General firewall design:
Although you do break up the primary chains into sub-chains, you might want to consider restricting certain things to address ranges at the primary level.  The way I designed my firewall is to have the primary chains break out by virtual host (or host-subnet) and a few special functions (icmp/icmpv6), then conclude them with a catchall "-m state ESTABLISHED,RELATED" that catches things like "passive ftp."  Lastly, I note that your SSH port is open to the world (although it appears you're on a non-standard port value).  Once you have the ruleset fully working, consider hiding SSH behind a "port-knocking" setup.  This normally involves the "recent" module used with a time limit.  Don't use recent's -rttl function - as I found that my OS and my SSH client had different opinions as to the initial TTL/HL value to use.  A "double-knock" I have found to be unnecessary.
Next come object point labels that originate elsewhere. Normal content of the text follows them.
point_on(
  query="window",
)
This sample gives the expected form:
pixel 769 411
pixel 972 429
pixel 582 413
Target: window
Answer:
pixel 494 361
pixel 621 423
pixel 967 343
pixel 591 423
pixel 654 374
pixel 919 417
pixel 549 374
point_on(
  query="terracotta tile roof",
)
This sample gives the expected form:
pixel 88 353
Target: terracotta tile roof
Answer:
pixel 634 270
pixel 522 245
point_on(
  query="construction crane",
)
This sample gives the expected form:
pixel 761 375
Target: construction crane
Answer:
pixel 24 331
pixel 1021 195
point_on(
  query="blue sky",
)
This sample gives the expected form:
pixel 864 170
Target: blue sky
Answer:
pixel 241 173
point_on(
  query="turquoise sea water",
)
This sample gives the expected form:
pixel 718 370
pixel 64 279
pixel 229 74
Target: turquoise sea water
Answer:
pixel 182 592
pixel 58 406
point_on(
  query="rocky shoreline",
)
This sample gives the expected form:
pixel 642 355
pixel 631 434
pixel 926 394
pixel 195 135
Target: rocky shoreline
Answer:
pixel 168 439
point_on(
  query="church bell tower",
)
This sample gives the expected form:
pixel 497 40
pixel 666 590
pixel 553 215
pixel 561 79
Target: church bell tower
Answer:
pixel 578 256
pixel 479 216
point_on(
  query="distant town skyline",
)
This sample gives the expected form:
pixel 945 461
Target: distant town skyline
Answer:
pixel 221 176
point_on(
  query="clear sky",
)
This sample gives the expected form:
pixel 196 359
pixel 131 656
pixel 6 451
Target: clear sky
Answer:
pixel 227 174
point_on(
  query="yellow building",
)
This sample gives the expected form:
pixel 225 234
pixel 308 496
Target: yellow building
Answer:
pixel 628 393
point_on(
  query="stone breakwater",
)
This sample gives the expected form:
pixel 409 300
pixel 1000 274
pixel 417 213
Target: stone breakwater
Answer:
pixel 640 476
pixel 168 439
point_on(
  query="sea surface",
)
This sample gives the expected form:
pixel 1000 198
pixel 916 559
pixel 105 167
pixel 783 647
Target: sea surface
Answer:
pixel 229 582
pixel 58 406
For the IPv6 firewall, don't forget that some ICMP6 packets for routing and neighbors use source addresses in the FE80::/10 and FF00::/8 ranges, and sometimes ::/128.

Lastly, don't forget to turn on packet forwarding in your /proc filesystem.

[w1nr]

OK, the blind man can finally see. After realizing I could ping and portscan my internal address I realized that I reversed the forwarding rule in the config file. It should read

FW_FORWARD="2001:470:xxxx:xxxx::/64,2000::/3"
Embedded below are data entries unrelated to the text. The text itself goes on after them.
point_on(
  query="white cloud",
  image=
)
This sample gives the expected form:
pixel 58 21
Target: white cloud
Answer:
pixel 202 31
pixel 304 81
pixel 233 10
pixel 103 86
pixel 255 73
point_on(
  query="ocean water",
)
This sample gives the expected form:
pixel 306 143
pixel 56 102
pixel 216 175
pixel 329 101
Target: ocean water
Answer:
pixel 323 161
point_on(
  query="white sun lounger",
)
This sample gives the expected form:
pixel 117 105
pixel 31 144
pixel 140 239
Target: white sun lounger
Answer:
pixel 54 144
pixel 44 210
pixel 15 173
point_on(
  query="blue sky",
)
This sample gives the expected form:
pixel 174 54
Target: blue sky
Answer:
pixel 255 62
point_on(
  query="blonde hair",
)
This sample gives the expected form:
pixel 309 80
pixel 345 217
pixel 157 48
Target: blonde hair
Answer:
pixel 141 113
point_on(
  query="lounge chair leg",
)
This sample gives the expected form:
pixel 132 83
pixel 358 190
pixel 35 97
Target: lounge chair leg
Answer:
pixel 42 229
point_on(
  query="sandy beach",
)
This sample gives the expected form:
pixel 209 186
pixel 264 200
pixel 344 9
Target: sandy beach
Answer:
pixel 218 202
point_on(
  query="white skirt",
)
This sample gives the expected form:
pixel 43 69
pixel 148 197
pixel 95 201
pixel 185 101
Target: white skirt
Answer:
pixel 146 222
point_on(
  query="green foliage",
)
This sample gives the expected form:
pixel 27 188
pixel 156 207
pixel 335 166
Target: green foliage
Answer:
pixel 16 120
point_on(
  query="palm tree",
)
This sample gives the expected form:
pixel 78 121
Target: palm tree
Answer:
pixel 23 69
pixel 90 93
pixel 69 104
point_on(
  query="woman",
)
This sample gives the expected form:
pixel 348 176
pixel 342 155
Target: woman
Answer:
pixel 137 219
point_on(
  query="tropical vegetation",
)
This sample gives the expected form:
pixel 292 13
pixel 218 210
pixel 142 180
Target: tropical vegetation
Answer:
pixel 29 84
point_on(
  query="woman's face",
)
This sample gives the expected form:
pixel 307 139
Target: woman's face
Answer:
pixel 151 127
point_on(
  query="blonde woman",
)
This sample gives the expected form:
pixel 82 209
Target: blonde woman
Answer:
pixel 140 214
I had them reversed allowing traffic in from the OUTSIDE rather than LAN to internet6. Hopefully someone who hits the same issue will have some benefit from this post.

To answer a couple of questions, SuSEfirewall2 is a front end for iptables. The syntax is better than raw iptables but there are probably better choices. I should investigate shorewall.

BTW: I do have moe, larry, shemp and even an omay too!  :P

Mike

[jimb]

Glad to see you got it working.  As I'm unfamiliar with the particular ip[6]tables script you're using, I figure I'd just show you what was wrong in the actual ip6tables commands rather then trying to figure out what the script is doing with those conf file variables.   :P

Personally, I avoid those things.  I just do my own ip[6]tables setup.  I find the interface to be fairly simple, but then, I've have lots of people tell me that it was complicated and they couldn't get it to work, etc.  I don't know.  Maybe my years of working with various firewalls (Checkpoint, PIXen, Netscreen, etc) gives me some insight?  Netfilter/iptables is a bit "different" though, because of the concept of chains and tables, etc.

Anyway, I have heard "good" things about shorewall, but I've never tried it.